The final showdown of the Aviva Premiership 2016/17 will take place this Saturday at 2:30 where Wasps will face Exeter Chiefs at Twickenham.
Hard Fought Semi-Finals
Both semi-final games had lots of action and late drama. Exeter managed to beat back a resurgent Saracens with a last minute rolling maul sparked by Henrey Slade’s amazing kick to the corner. They deservedly won 18-16. This game will have taken its toll due to the physicality that Saracens bring to every game.
Wasps took on their new Midlands neighbours, Leicester, in a game that was fraught with errors from them. However, a Josh Basset try right at the death of the game secured victory with a 21-20 win for the Wasps. This did spell injury for Kurtley Beale, Wasp’s marquee player, who now faces a race to get fit for his final game before a move back to Australia.
Wasps and Chiefs are both attacking teams. Wasps have more experience as a club and more history in this final. Chiefs were in this position last year and were knocked out by Saracens so will be hungry for a victory.
Wasps defence has looked a little shoddy recently, and they have not looked at their best. Chiefs, however, are starting to look like a team that will win at any cost with six victories in a row.
However, I believe that Wasps will come through victorious. The quality of their squad and a number of leaders on the field, such as Joe Launchbury and James Haskell, should lead them to a narrow victory.
Playoffs? What are they are why do we have them?
The playoffs are a system by which the top four teams battle it out to determine the winner of the season.

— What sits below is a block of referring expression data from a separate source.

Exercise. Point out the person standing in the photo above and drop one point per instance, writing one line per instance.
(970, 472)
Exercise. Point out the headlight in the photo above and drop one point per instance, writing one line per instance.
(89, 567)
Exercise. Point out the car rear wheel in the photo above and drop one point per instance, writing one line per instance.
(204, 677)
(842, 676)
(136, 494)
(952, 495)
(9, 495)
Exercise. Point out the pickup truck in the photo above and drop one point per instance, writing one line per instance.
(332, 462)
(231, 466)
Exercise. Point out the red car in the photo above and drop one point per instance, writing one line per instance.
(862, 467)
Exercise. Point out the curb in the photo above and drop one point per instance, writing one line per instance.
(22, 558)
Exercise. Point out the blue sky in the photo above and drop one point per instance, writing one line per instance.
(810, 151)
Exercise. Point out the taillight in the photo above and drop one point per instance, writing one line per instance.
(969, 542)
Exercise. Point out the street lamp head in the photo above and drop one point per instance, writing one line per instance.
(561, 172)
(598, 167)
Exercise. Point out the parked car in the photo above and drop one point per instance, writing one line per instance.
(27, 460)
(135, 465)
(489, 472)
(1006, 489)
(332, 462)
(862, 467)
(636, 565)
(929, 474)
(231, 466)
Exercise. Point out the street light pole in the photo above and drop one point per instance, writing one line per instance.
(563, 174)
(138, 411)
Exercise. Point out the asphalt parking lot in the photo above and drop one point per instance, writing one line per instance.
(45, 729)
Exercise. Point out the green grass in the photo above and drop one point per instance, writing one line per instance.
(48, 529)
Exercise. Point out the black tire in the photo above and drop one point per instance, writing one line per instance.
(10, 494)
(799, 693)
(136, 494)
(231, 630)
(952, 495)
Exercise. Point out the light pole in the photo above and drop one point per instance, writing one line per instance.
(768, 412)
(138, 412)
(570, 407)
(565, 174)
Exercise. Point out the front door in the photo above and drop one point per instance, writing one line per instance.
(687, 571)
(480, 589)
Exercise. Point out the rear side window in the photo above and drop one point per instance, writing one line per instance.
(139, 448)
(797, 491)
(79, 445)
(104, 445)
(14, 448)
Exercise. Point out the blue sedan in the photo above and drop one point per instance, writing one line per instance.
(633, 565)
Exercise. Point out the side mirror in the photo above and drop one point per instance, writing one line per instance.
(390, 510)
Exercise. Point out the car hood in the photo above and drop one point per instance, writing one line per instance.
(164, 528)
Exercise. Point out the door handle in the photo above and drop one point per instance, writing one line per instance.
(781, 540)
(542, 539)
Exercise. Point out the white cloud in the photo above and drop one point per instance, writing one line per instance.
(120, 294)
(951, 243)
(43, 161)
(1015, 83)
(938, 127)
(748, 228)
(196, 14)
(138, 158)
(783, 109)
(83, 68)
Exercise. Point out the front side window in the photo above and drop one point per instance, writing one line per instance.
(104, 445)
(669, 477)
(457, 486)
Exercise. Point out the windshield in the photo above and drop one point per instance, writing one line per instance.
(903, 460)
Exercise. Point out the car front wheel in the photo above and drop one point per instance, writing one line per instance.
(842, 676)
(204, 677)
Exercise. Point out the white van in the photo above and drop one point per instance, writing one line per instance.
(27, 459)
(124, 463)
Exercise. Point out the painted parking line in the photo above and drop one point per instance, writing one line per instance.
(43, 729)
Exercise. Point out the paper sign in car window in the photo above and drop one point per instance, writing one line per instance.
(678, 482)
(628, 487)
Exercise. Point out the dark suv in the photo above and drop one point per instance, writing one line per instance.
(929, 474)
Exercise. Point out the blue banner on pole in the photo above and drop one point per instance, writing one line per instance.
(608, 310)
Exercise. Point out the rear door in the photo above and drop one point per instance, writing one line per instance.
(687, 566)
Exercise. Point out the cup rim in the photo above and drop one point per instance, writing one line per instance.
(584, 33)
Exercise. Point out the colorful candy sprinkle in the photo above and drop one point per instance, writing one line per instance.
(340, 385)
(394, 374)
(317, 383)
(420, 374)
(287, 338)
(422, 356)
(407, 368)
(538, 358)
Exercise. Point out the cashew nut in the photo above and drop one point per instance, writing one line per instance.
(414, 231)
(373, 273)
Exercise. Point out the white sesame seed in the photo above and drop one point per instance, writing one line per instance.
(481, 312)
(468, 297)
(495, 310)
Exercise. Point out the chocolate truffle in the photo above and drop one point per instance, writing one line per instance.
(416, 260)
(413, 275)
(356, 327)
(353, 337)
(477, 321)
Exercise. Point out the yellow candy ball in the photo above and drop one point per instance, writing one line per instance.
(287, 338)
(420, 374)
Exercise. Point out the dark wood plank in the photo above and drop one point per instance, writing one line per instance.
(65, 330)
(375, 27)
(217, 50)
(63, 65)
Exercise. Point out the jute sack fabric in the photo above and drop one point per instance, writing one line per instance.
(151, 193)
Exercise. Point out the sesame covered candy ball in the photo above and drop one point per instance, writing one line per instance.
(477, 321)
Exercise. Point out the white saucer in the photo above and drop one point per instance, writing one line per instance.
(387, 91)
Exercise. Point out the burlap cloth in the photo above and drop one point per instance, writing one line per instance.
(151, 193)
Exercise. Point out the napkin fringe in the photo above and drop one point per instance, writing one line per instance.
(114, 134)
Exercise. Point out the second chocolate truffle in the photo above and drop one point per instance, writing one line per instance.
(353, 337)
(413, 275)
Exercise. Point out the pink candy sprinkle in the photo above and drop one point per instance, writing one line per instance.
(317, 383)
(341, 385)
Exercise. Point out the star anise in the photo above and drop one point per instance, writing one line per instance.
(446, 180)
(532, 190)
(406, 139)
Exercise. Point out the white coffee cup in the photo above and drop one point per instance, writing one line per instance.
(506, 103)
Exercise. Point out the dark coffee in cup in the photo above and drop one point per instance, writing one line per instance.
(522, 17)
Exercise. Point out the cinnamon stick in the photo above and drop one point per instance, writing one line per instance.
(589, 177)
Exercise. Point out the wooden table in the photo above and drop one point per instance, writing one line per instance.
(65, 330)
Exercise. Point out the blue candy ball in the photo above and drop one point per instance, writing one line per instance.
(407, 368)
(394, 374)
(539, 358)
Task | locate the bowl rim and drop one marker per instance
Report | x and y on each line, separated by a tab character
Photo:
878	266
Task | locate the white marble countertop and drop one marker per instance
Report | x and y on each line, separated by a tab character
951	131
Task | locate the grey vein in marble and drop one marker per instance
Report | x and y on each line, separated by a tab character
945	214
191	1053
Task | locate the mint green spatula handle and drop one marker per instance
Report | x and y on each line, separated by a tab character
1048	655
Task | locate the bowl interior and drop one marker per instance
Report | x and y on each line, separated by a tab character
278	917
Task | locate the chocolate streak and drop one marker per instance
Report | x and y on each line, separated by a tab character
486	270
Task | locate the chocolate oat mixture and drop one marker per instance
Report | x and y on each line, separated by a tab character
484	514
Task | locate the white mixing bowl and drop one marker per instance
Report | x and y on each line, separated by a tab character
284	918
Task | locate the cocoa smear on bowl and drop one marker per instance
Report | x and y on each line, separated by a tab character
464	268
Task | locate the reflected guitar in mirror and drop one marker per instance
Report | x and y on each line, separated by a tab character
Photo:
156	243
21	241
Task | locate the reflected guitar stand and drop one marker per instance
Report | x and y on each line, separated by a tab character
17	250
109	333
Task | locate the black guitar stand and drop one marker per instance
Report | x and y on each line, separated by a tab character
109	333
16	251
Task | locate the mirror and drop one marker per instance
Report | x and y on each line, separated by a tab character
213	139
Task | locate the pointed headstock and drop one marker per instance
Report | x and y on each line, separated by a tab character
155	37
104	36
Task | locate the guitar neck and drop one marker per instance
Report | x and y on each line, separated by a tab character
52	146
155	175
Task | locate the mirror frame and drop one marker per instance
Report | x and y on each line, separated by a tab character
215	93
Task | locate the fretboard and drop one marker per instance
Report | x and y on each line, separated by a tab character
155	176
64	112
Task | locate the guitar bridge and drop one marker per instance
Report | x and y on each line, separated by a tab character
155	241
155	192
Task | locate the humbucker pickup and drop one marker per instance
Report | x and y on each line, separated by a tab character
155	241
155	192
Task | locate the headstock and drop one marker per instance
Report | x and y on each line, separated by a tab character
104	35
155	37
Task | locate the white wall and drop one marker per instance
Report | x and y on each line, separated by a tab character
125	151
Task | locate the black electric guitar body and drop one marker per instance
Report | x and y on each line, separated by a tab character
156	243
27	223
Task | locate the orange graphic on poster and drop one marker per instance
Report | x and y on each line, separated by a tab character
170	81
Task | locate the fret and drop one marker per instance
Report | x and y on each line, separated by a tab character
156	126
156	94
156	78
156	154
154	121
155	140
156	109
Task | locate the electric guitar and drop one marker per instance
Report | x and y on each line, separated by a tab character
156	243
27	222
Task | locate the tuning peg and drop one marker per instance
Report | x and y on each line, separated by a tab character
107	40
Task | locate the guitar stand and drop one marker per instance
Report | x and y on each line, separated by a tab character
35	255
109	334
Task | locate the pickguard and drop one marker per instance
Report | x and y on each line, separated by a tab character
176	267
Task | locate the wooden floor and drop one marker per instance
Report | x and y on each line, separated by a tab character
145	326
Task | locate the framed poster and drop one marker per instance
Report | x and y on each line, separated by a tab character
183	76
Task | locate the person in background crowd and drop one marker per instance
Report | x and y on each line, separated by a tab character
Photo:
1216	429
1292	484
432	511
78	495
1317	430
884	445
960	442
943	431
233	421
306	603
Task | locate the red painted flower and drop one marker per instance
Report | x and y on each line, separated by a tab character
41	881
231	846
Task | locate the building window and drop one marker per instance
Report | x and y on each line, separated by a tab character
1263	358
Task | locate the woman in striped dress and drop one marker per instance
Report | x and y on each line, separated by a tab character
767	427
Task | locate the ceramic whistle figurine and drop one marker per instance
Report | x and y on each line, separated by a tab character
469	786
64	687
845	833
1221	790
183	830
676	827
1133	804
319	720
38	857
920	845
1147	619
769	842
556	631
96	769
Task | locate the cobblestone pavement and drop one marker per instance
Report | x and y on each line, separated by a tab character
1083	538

Many have stated, myself included, that this system is inherently unfair. It is a money-grab to create big games. While these games can be good for growing domestic rugby it does not recognise a continued and consistent effort throughout the season. If this is to be in place then surely there should be some form of recognition for the winning team.
Furthermore, it results in internationals playing more games than counterparts. Ultimately, Billy Vunipola would probably still be travelling on the Lions tour if not for the semi-finals. Playing this many games gives a disadvantage against the southern hemisphere teams such as New Zealand who centrally contract players and give them the rest they need.